Another Boat Race, another saloon bar controversy. Philipp Schuller, a 27-year-old German and postgraduate at St Catherine's college, Oxford, has displaced a younger Old Etonian undergraduate called Ed Haddon in the line-up for Saturday's heave-ho along the Thames, and to the traditionalists, this late substitution marks yet another dilution of the Corinthian spirit that is supposed to govern this odd ritual.

Six nationalities will be represented by the Oxford crew on Saturday, and three by Cambridge. Oxford will field an Australian, an American, a Bosnian Serb, a Canadian and a German (Schuller). For the first time in the 139-race history of the event, two German students will race against each other, because Cambridge, too, have selected a visiting scholar from the republic in Dirk Bangert, a physicist of some note.

The national appeal of the Boat Race is one of sport's enduring conundrums. Shoppers tell each other in Sainsbury's: 'It's the Boat Race today,' and Grandstand makes it one of the centrepieces of its Saturday broadcast. Yet few people can say they managed to make it to Oxbridge as a student or that they have heard of any of the participants.

On paper, at least, it is a soporific contest - a sort of high-speed slave ship race - which appears elitist and estoeric to all but those who have been initiated in the mysteries of the boat room.

So why is it so revered? 'Because it's the grandmother of all races,' Schuller said as he scanned the Thames at Putney this week after escaping photographers who insisted he pose in head-to-head shots with his compatriot, Bangert.

To get Schuller talking about his own late selection and the cosmopolitan nature of modern Boat Race crews, you have only to light the touch-paper and stand well back.

'There is a tendency,' Schuller says, 'for people to say that it's not really the Boat Race anymore. That they're bringing in professionals. But that's not true. You can't have one of the most respected races in the world and then limit it to English people between the ages of 19 and 21.
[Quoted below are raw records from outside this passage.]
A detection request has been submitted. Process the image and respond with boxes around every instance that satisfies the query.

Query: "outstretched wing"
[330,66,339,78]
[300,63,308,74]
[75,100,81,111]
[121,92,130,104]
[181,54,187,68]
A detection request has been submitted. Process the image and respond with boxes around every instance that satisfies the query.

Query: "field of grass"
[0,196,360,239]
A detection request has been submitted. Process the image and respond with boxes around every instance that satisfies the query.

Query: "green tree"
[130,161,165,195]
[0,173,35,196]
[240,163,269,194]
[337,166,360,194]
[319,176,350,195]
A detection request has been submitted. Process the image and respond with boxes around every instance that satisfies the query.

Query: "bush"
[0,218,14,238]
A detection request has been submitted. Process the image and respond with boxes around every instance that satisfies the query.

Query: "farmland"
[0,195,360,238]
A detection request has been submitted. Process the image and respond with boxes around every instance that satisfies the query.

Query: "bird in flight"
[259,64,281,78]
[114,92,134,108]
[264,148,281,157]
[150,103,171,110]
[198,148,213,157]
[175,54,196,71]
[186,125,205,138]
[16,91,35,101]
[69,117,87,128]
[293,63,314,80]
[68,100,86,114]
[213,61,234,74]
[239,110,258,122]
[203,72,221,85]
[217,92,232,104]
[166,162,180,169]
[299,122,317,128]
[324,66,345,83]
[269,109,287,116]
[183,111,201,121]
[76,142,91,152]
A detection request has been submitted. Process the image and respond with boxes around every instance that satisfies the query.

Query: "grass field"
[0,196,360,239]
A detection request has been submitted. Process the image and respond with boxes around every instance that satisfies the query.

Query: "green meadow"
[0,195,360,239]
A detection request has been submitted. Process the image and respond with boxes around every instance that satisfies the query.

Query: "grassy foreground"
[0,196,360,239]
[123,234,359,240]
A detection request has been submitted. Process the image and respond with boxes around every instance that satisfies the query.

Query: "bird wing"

'When I came here (in January), Matthew Pinsent (the Oxford president) told me it was very late and I was unlikely to make the team. But on the day we went for whoever would make the boat go fastest. It was done entirely on merit.'

Another groan is that postgraduates have taken over the Boat Race at the expense of the younger students for whom the event was designed. But this is a political product of our times. Universities have sharply increased their intake of postgraduates, particularly from abroad, because such students bring in valuable tuition fees which can be used to subsidise the underfunded, undergraduate sector.
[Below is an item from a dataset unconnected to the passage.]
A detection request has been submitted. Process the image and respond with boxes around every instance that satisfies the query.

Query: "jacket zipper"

'I came here (via Berlin and Harvard) precisely because I wanted to do a certain degree,' Schuller says, 'and the professor I wanted to do it with is here and nowhere else. The majority of foreigners come here with the right academic credentials.'

Schuller also believes that the international complexion of Saturday's competition defuses the theory that it is contested only by those from the highest social strata. He says: 'If you look at the teams, they contain people from all over the world, and it's not really a class thing anymore because Oxford and Cambridge have become meritocratised over the last decade. If it looks elitist, that's only because it's a good selling point.'

Schuller does admit, though, to being perplexed by the amount of attention the Boat Race receives in Britain. 'It's surprising because here, as in other countries, people couldn't care less about rowing,' he says. 'Yet apparently, every Englishman or Briton has an opinion on who should win the Boat Race. Everybody is glued to the TV set, everbody is lining the banks.'

Not that he, or any of the other oarsmen, will be aware of the audience. Schuller, who is a triathlete in his spare time and looks fit enough to run from Putney to Padstow, will tell you that he will be in acute pain after just one third of the race.
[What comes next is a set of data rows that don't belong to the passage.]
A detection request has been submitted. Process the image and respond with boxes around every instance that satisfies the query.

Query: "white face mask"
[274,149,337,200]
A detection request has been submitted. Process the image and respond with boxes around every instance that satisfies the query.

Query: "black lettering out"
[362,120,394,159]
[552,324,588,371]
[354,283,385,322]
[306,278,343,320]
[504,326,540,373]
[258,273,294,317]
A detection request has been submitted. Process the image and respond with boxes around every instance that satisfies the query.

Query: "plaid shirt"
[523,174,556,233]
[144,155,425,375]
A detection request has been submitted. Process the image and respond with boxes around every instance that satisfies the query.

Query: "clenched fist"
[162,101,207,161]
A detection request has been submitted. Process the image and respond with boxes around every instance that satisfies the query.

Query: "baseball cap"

'The point is that you want to find the frame of mind that will override this kind of pain, that will enable you go on in spite of it, even thrive on it,' he says.

'If there is one psychological trick it's to tell yourself that this is the one event you've always wanted to do, worked for, and that you've got to go for everything. Now.'

Deny him the chance because he has the wrong passport? Now that really would make the Boat Race a sham.